L'Assemblée Générale du Conseil National des Barreaux (CNB) qui s'ouvre ce 6 février 2026 à Paris ne ressemble à aucune autre. Dans les couloirs, l'ambiance est à la résistance. L'objet de la discorde ? Le déploiement massif de logiciels de "justice prédictive" dans les juridictions civiles et commerciales. Ces outils, censés désengorger les tribunaux en calculant les chances de succès d'un litige et le montant probable des indemnités, sont perçus par les avocats comme une attaque frontale contre l'essence même de leur métier : la singularité de la défense humaine.

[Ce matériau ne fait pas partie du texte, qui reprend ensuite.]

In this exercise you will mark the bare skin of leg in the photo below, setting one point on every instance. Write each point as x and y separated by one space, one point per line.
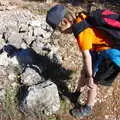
92 92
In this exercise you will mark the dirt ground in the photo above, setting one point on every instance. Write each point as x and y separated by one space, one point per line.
108 100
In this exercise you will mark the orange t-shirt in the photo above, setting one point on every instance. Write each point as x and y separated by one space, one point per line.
92 39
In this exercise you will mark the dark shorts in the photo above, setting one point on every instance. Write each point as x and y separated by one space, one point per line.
106 65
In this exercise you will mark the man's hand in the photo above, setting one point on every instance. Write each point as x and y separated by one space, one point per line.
91 83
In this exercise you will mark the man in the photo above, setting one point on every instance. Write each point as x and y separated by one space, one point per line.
90 41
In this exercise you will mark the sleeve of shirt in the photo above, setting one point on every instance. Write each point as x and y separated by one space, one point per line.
85 39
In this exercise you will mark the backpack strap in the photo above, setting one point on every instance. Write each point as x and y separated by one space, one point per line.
79 27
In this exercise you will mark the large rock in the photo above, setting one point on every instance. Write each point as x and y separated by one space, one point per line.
42 97
31 77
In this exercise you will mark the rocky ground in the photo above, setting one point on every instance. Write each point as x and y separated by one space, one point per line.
108 100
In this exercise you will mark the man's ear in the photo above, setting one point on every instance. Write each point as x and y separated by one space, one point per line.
65 21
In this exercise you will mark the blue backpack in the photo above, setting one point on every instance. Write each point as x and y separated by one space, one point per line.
105 20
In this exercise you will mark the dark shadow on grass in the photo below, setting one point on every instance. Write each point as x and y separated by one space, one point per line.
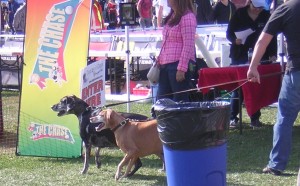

L’illusion de la neutralité mathématique
L'argument des promoteurs de l'IA judiciaire est séduisant : une justice plus rapide, plus homogène et libérée des biais humains. Mais pour OMONDO, cette promesse cache un piège ontologique. Un algorithme ne juge pas ; il calcule des récurrences passées. Il enferme l'avenir dans les statistiques du passé. Or, le droit est une matière vivante, faite de revirements de jurisprudence et d'audace intellectuelle. Si l'on automatise la sentence, on tue l'innovation juridique. L'avocat devient un simple ajusteur de paramètres, et le juge, un greffier de la machine. La révolte des avocats est donc une bataille pour le droit à l'exception, pour le droit de convaincre un humain que, malgré les statistiques, une cause est juste.
Le risque d'une justice à deux vitesses
Le danger souligné par le CNB est également social. Une justice robotisée risque de devenir une justice pour les pauvres — standardisée et expéditive — tandis que les plus aisés conserveraient le privilège d'un débat contradictoire devant des juges humains. En 2026, la défense du secret professionnel et de l'indépendance de l'avocat passe par le refus de la "boîte noire" algorithmique. La Concorde nationale, telle que prônée par Christian Sabba Wilson, ne peut exister si le citoyen a le sentiment d'être traité comme une donnée comptable par son propre système judiciaire.